Proposition 5.6.6. If f: Y --> X is a coflat quasi-complemenetary map then Spec(f)(Spec(Y)) is an open subset. 

Proof. Suppose g: Z --> X is a map which is disjoint with f and {f, g} is a unipotent cover. Then the assumption implies that Spec(f)(Spec(Y)) = Spec(X) - Spec(g)(Y). Consider a prime P of Spec(f)(Spec(Y)). Let XP be the locaization of X at P. Applying (5.2.13) (Going Up Theorem) the image of Spec(XP) in Spec(X) is in Spec(f)(Y). Thus XP -- X is disjoint with  g. The fraction XP is an intersection of a collection {Ui} of analytic subobjects of X containing the residue of P. Let Vi be the pullback of Ui along g. Then the intersection of Vi is the pullback of Xp along g, which is initial. Since the initial object is finite presentable, Vi is initial for some i. Thus Ui is dijoint with g, which implies that Spec(Ui) is contained in Spec(f)(Spec(Y)). Since Spec(Ui) contains P, this shows that Spec(f)(Spec(Y)) is an open subset of Spec(X). 

Proposition 5.6.7. Suppose any finitely presentable map in A is quasi-complementary. If f: Y --> X is a coflat finitely presentable map then Spec(f) is an open map. 
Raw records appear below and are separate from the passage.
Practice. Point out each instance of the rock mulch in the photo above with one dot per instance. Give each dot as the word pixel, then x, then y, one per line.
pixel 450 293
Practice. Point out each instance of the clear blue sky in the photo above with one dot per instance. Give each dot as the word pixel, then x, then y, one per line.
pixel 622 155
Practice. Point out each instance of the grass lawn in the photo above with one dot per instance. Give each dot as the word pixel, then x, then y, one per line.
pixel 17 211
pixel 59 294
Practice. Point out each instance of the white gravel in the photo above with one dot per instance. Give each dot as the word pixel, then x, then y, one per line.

Proof. Consider an open subset U of Spec(Y). Any point p of U is contained in an analyitc subset V of U. The analyitc mono v: V --> Y is coflat and finitely presentable, so the composite  fv is coflat finitely presentable, thus is also quasi-complementary by assumption. By (5.6.6)  fv(V) is an open subset of X, thus is an open neighborhood of f(p) contained in f(U). This shows that f(U) is an open subset, so f is an open map.